Regenerative agriculture is an emerging, wide-ranging movement to make farms capture more carbon than they emit. This is done through a series of techniques such as planting cover crops year-round as well as adding organic matter instead of plowing and clearing the soil for the next round of crops. These practices help microorganisms in soil to thrive, producing rich, nutrient-dense soil. This not only keeps carbon in the ground, but also makes the farms act similarly to a forest and pull carbon out of the air. Research suggests that every cubic inch of regenerative cultivation can sequester up to 3 billion tons of carbon annually. It also reduces the need for chemical fertilizers which pollute local water sources.

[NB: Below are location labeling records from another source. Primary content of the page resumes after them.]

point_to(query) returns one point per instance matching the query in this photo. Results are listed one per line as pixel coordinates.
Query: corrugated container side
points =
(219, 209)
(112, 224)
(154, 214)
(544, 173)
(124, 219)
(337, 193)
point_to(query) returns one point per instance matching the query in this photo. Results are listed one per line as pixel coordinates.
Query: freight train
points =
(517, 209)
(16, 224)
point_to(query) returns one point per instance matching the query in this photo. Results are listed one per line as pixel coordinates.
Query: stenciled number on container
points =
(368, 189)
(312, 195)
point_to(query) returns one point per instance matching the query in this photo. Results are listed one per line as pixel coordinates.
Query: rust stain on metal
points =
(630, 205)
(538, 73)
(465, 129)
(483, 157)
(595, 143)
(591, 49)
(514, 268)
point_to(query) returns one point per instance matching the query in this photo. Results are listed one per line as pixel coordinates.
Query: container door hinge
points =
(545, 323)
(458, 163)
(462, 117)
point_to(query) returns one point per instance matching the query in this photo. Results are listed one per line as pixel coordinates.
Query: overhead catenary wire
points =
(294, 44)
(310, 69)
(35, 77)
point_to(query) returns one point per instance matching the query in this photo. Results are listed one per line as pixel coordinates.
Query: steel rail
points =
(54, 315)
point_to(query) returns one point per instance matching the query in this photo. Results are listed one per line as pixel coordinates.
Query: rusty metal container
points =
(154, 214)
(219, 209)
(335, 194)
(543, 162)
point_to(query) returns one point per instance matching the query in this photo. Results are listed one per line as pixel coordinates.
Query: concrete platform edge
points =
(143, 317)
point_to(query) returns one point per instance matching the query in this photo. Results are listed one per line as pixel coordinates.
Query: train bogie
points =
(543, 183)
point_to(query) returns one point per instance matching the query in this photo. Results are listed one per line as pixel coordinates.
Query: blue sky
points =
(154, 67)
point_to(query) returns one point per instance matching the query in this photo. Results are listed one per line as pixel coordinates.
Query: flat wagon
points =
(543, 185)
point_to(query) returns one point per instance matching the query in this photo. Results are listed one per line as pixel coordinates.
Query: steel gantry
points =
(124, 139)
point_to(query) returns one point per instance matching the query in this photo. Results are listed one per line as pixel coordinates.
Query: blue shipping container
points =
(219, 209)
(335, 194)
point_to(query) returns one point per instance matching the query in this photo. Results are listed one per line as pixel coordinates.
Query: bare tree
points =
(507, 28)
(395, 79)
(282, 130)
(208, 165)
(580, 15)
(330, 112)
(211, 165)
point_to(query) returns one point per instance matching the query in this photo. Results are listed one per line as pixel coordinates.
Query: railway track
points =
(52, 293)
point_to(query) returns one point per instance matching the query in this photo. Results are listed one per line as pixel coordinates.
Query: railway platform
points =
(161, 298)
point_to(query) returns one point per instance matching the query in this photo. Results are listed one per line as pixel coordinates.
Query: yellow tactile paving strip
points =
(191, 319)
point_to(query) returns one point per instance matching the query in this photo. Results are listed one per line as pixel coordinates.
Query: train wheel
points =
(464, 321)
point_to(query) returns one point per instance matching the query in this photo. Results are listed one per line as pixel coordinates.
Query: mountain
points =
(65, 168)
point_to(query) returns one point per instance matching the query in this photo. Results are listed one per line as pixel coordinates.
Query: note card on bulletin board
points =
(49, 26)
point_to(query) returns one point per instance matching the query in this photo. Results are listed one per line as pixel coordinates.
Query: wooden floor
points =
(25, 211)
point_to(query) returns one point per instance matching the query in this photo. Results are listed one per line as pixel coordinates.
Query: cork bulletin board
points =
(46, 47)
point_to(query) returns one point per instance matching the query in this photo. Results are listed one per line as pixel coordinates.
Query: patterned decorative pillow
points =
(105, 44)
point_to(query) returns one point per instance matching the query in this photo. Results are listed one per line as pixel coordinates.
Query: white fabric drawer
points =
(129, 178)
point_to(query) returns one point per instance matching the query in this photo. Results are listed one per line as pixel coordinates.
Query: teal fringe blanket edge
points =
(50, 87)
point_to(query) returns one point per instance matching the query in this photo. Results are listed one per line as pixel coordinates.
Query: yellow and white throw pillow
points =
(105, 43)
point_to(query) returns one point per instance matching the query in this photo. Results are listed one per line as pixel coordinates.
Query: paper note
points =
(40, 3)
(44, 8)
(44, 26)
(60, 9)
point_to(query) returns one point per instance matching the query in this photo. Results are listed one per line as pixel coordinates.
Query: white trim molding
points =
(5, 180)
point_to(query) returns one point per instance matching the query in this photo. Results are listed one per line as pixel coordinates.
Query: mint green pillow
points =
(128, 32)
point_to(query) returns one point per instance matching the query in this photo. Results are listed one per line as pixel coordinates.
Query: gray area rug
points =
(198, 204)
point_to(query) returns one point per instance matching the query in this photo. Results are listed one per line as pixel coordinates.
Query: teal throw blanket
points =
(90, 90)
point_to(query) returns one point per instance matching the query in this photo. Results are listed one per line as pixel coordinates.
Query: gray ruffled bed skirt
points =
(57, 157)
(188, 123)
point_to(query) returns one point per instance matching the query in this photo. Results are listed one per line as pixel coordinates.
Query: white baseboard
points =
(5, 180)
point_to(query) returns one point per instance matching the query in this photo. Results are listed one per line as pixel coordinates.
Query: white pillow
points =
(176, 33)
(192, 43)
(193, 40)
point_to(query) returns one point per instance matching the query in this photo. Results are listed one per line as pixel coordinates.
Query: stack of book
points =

There is growing momentum from farmers, environmentalists and policymakers to encourage regenerative farming through policy and investments. These practices can be applied to cannabis farming, and in fact they already have been. One cannabis farm in California practice hügelkultur, an ancient German technique involving the use of trenches filled with logs, straw, compost and branches as the bottom layer for planting crops. Others practice polyculture, planting different vegetables and flowers with their cannabis crops. This not only reduces the need for crop-clearing and helps with pest management, but also gives the farm additional revenue streams.
Lastly, cannabis consumers can join in on the movement by being more mindful of the source of the cannabis products they consume. Taking into account where and how our cannabis was grown in our purchasing decisions affect our individual impact on climate change and the environment. By choosing cannabis grown through regenerative organic practices, we can help direct the cannabis industry towards sustainable, climate-friendly cultivation practices.